Why is SVD on $X$ preferred to eigendecomposition of $XX^\top$ in PCA?
Solution 1:
Alright, to further explain Läuchli's example in detail:
The precise problem with forming the cross-product matrix in this case is that you have effectively made a singular matrix out of your starting matrix.
In exact arithmetic, the cross-product matrix of the Läuchli matrix should have looked like this:
$$\begin{pmatrix}1+\varepsilon^2&1&1\\1&1+\varepsilon^2&1\\1&1&1+\varepsilon^2\end{pmatrix}$$
Its exact eigenvalues are $(3+\varepsilon^2,\varepsilon^2,\varepsilon^2)$. The trouble with inexact arithmetic is that if $\varepsilon^2$ is tiny, then $1+\varepsilon^2$ is the same as $1$, and you now have the spectrum $(3,0,0)$. You do think there's a difference between $\bf \varepsilon^2$ and $\bf 0$, don't you?
The good thing, then, about direct SVD algorithms is that it is able to compute these tiny singular values accurately, much better than taking the eigensystem of the cross-product matrix. Here's a Mathematica comparison:
lauchli = With[{ε = 1*^-20},
N[{{1, 1, 1}, {ε, 0, 0}, {0, ε, 0}, {0, 0, ε}}]];
SingularValueList[lauchli, Tolerance -> 0]

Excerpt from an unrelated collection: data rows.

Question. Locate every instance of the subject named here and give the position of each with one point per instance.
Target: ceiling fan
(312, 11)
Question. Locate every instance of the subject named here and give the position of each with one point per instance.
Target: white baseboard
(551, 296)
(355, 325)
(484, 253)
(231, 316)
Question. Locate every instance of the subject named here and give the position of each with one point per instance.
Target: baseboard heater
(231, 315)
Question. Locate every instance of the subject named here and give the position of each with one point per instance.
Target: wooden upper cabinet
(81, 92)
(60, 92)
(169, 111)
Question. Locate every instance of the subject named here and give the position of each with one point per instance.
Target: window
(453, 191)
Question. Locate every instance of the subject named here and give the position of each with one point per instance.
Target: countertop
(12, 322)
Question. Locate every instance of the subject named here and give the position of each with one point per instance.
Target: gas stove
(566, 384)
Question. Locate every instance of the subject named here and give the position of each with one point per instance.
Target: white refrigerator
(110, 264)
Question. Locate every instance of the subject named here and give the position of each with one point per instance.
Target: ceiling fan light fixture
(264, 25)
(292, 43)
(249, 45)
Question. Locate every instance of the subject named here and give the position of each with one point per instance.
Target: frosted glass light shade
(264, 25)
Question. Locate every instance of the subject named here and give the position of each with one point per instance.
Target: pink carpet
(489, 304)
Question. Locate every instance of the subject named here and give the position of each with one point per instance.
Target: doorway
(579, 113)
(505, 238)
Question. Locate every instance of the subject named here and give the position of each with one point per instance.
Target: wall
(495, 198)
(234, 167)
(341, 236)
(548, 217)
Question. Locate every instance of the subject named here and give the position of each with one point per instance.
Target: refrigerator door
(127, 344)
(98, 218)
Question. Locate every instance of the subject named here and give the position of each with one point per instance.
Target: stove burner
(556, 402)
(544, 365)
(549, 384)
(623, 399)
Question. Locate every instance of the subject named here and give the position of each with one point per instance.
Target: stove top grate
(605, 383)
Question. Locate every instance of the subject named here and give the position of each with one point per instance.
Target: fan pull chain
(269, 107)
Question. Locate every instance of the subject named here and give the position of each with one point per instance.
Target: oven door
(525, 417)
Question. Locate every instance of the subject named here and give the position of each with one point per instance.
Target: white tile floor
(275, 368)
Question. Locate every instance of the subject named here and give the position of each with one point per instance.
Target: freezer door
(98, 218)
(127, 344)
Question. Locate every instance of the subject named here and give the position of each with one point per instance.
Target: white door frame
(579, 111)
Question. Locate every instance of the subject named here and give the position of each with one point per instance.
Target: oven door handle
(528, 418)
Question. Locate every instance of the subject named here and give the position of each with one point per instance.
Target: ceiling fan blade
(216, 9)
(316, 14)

{1.73205, 1.*10^-20, 1.*10^-20}
Sqrt[Eigenvalues[Transpose[lauchli].lauchli]]
{1.73205, 0. + 1.82501*10^-8 I, 0.}
(A similar demonstration could of course be done in MATLAB; luckily this example is built-in there, as gallery('lauchli', n)
)
Now, we even have a spurious (but tiny) imaginary component in the second answer; neither of the last two results matches the first.
That's why the SVD is vastly preferred.